The next trial, undertaken in May 2008, was the most onerous to date. Stirling Council was developing a new Park & Ride scheme for which Tayside Contracts had been contracted to supply hot mix from its Collace Quarry asphalt plant. Stirling was approached about using cold mix for part of the project.
The cold material was approved for use as a basecourse layer in a section of works which included a sharp turning circle for buses. This meant the material had to cope with the heavy stresses of buses turning on very sharp bends. The construction used 500 tonnes of material and saved an estimated 12 tonnes of CO2 compared with traditional hot-mix equivalents.
In the late summer of 2008, John Swinney, Member of the Scottish Parliament and Cabinet Secretary of State for Finance & Sustainable Growth, officially launched and endorsed Tayside Contracts cold-mix asphalt, now known as ‘Tayset’. Following this, in November of the same year, government agency Transport Scotland agreed to Tayset being trialled on a section of the Scottish trunk road network – the first time cold mix had ever been used on a trunk road.
An 800m section of the A90 Perth to Dundee road was rebuilt using cold mix as the basecourse layer. The material was laid in two layers of 150mm during day and night-time working and showed good stability to site traffic.
It also allowed a more rapid construction of the section, due to its ability to withstand traffic immediately without the need for cooling. The constructed trial section saved 43 tonnes of CO2 relative to hot mix. The daily traffic volume along this section of road is approximately 19,500 vehicles per lane per day. Fifteen percent of this is multi-axle heavy goods vehicles.
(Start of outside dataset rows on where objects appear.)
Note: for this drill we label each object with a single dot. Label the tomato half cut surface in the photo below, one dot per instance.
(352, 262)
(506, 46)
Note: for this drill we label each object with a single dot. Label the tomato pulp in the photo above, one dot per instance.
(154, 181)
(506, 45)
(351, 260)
The trial sections continue to be monitored but, by the summer of 2010, it was clear that the partnership project had successfully delivered a product which has the equivalence to at least an AC20 dense bin 100/150 hot-mix material. The material offers further advantages of reduced construction time due to its ability to withstand immediate trafficking and overlaying without the need for delays arising from cooling.
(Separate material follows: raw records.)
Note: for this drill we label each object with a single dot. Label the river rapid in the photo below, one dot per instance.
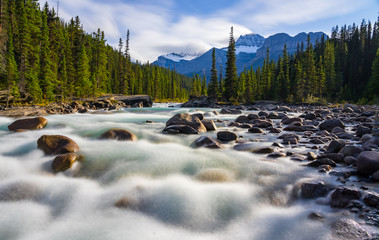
(161, 180)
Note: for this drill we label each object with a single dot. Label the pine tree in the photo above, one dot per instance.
(213, 89)
(231, 70)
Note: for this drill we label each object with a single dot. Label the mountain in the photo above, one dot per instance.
(251, 50)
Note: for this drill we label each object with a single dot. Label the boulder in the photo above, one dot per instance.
(207, 142)
(57, 144)
(313, 189)
(328, 125)
(342, 196)
(209, 125)
(184, 129)
(28, 124)
(119, 134)
(350, 151)
(368, 162)
(335, 146)
(227, 136)
(188, 120)
(63, 162)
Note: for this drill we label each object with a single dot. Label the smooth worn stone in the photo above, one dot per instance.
(28, 124)
(350, 151)
(313, 189)
(311, 156)
(227, 136)
(255, 130)
(119, 134)
(350, 160)
(275, 130)
(335, 146)
(187, 119)
(372, 200)
(264, 150)
(342, 196)
(348, 229)
(322, 161)
(337, 157)
(328, 125)
(184, 129)
(242, 119)
(57, 144)
(205, 141)
(209, 125)
(368, 162)
(276, 155)
(63, 162)
(362, 130)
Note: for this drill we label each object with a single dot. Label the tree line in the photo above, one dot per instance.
(344, 67)
(49, 60)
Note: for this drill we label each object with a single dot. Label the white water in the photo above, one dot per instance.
(160, 175)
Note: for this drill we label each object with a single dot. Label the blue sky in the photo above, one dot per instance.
(193, 26)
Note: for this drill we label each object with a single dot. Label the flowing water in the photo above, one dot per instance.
(162, 182)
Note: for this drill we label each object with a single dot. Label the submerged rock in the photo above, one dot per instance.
(57, 144)
(28, 124)
(119, 134)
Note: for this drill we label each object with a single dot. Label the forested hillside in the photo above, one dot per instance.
(51, 60)
(344, 67)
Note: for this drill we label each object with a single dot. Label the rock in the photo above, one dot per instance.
(372, 200)
(328, 125)
(188, 120)
(350, 151)
(242, 119)
(199, 116)
(322, 161)
(362, 130)
(264, 150)
(313, 189)
(311, 156)
(350, 160)
(119, 134)
(227, 136)
(63, 162)
(209, 125)
(215, 175)
(335, 146)
(348, 229)
(132, 100)
(255, 130)
(207, 142)
(28, 124)
(368, 162)
(184, 129)
(57, 144)
(276, 155)
(342, 196)
(275, 130)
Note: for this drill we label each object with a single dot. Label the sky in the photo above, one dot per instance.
(159, 27)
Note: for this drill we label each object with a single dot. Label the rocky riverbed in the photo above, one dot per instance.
(263, 171)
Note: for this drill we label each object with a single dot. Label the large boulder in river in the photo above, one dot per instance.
(119, 134)
(135, 99)
(28, 124)
(57, 144)
(328, 125)
(63, 162)
(368, 162)
(188, 120)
Tayset is now being positively marketed with the claim that the material represents ‘a greener shade of black’. Tayset is approved for use in the Tayside area and specified as the preferred material of choice for certain applications.
The partnership project has demonstrated that cold-mix asphalt materials can be considered as an alternative to hot mix under certain conditions, and can certainly help industry improve its carbon footprint.
Green asphalt results
The typical results achieved for the cold-mix product are presented above using the British wheel tracking test to BS 598-110:1998 at 45°C; and the Indirect Tensile Stiffness Modulus to BS EN 12697-26:2004. Densities of materials tested during the project were typically between 2.25 and 2.5Mg/m3. Material was also subjected to the wheel tracking test to BS EN 12697-22 at 45°C. This material was cured for 72h at 60°C prior to testing to 30,000 cycles using the large-sized device.
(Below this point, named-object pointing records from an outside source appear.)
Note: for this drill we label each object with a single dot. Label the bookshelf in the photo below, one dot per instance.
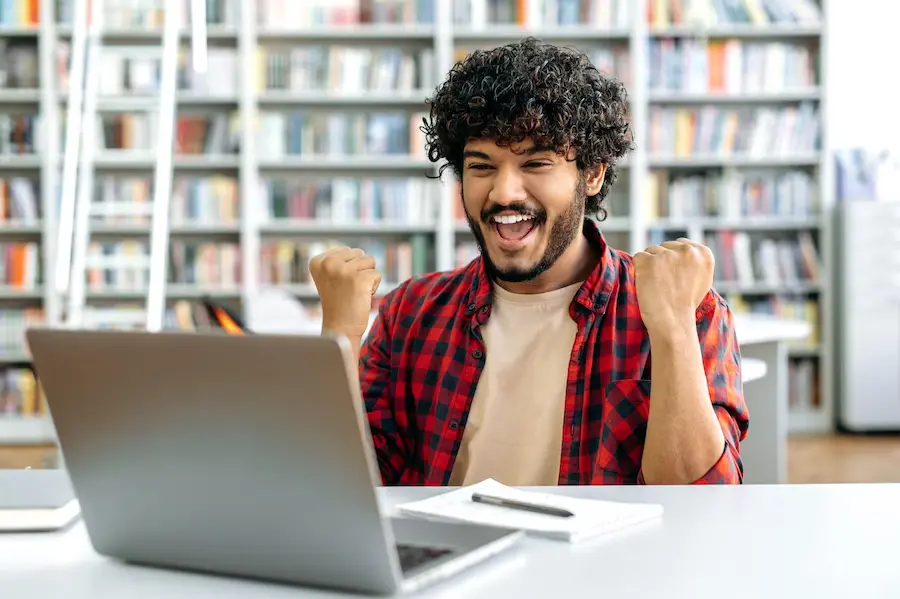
(304, 133)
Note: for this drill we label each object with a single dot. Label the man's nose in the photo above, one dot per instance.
(508, 188)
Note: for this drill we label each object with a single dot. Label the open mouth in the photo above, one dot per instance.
(514, 229)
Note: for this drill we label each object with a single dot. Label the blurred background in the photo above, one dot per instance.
(765, 128)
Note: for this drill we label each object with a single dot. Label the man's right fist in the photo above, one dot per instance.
(346, 280)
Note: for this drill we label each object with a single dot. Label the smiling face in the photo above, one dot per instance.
(525, 206)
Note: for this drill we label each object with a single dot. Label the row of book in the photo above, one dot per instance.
(13, 322)
(601, 14)
(20, 134)
(729, 66)
(18, 64)
(731, 195)
(144, 14)
(760, 132)
(20, 13)
(21, 394)
(122, 265)
(704, 13)
(127, 201)
(749, 259)
(20, 264)
(20, 200)
(137, 70)
(345, 69)
(330, 133)
(347, 200)
(308, 14)
(214, 133)
(286, 262)
(803, 308)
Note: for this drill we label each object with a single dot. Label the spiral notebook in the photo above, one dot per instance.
(590, 517)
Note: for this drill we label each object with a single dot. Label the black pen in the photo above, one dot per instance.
(521, 505)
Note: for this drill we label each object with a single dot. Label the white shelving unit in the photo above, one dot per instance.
(630, 225)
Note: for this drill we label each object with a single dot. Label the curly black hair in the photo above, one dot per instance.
(529, 89)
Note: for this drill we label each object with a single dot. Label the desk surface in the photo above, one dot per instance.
(713, 542)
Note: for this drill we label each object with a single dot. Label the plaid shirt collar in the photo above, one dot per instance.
(591, 297)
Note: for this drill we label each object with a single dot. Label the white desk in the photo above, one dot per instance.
(714, 542)
(764, 452)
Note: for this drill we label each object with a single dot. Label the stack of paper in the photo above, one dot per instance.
(591, 517)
The average rut at the end of the test was between 6 and 6.7%. This result demonstrated the material’s ability to withstand traffic loading. In-situ testing of stiffness using the dynamic plate demonstrated the early life in-situ stiffness of the cold-mix material compared to the AC20 dense bin 100/150 hot-mix material. This again demonstrated good equivalency to hot mix by the cold-mix asphalt during its early life.
Project data and results of extensive testing on the cold mix have demonstrated the material’s suitability for use on category 2, 3 and 4 roads in Scotland; where type 4 represents a minor urban and rural road, and type 2 is suitable for regular bus and HGV traffic up to 10msa.